It is tackled at the very end of the article, but there is a very good and a totally valid use of the comments: answering "why?" questions (as opposed as describing the code).
This propagates to all other advice in this article.
Magic numbers? Comments can be good be useful if they answer "why"
PACKET_SIZE = 32 # Section 3.5.7 of RFC-99999
TODOs? Comments can be good if they answer "why" (as in, "why haven't this been done yet)
# TODO: once #1234 is fixed, rewrite as a binary search (right now it is not supported)
After-update notes? If the action is optional, make it a comment -- this will make upgrading to latest version easier.
# This function is present in libfoo-1.23, but our version is older, so we are re-implementing it here.
The author gets so close to the productive answer regarding TODOs, it's frustrating to see the conclusion be "...so never add TODO comments at all."
So what, after creating the issue for the future, the person implementing it has to start over navigating the code?
And the next person working on the code (who might not know about that issue) might stumble across the same obstacles as the original author who went on to file the issue?

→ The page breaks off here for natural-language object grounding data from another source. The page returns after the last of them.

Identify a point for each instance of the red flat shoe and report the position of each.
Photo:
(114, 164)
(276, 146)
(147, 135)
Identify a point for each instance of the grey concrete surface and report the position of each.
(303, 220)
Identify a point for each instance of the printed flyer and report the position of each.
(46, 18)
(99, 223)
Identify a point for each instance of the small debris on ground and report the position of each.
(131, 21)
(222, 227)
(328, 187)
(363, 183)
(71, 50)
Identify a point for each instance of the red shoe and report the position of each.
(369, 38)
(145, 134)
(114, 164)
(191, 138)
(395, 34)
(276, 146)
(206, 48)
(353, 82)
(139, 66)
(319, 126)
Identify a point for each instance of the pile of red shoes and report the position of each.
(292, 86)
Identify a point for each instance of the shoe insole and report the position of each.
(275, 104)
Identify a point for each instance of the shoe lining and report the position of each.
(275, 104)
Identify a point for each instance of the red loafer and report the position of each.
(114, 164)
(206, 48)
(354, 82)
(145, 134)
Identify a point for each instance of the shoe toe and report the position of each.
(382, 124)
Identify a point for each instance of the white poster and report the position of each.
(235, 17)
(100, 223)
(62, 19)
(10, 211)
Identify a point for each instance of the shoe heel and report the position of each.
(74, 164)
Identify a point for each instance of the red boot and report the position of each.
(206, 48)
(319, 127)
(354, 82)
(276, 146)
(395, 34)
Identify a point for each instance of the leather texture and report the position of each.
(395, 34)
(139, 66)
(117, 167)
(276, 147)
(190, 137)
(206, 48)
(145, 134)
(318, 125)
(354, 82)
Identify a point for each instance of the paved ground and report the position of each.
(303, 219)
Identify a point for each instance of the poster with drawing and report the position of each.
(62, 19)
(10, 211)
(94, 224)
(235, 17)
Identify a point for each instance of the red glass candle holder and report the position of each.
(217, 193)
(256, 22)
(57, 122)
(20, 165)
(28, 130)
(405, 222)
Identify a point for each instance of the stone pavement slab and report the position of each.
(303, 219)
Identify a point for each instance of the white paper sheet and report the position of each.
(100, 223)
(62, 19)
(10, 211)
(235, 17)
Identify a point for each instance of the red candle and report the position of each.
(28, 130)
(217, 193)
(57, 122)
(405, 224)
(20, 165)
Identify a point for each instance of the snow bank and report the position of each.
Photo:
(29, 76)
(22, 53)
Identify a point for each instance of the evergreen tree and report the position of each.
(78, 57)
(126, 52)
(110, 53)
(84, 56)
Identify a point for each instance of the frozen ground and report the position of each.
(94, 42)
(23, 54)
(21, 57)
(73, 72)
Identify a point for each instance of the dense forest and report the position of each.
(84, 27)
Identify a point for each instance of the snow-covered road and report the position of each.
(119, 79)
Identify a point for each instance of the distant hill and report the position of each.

I think in any multi-programmer project, the bidirectional link code<->issue needs to exist.
The only reason it's even controversial is code with "what?" comments, those just pollute the codebase (a little bit of high level what comments are sometimes Ok).
Comment everything. The worst thing that can happen is somebody concludes "nope, that's not true anymore." To avoid describing the system entirely is nothing but laziness. Rationalize it however you like, it's just laziness.
This propagates to all other advice in this article.
Magic numbers? Comments can be good be useful if they answer "why"
TODOs? Comments can be good if they answer "why" (as in, "why haven't this been done yet) After-update notes? If the action is optional, make it a comment -- this will make upgrading to latest version easier.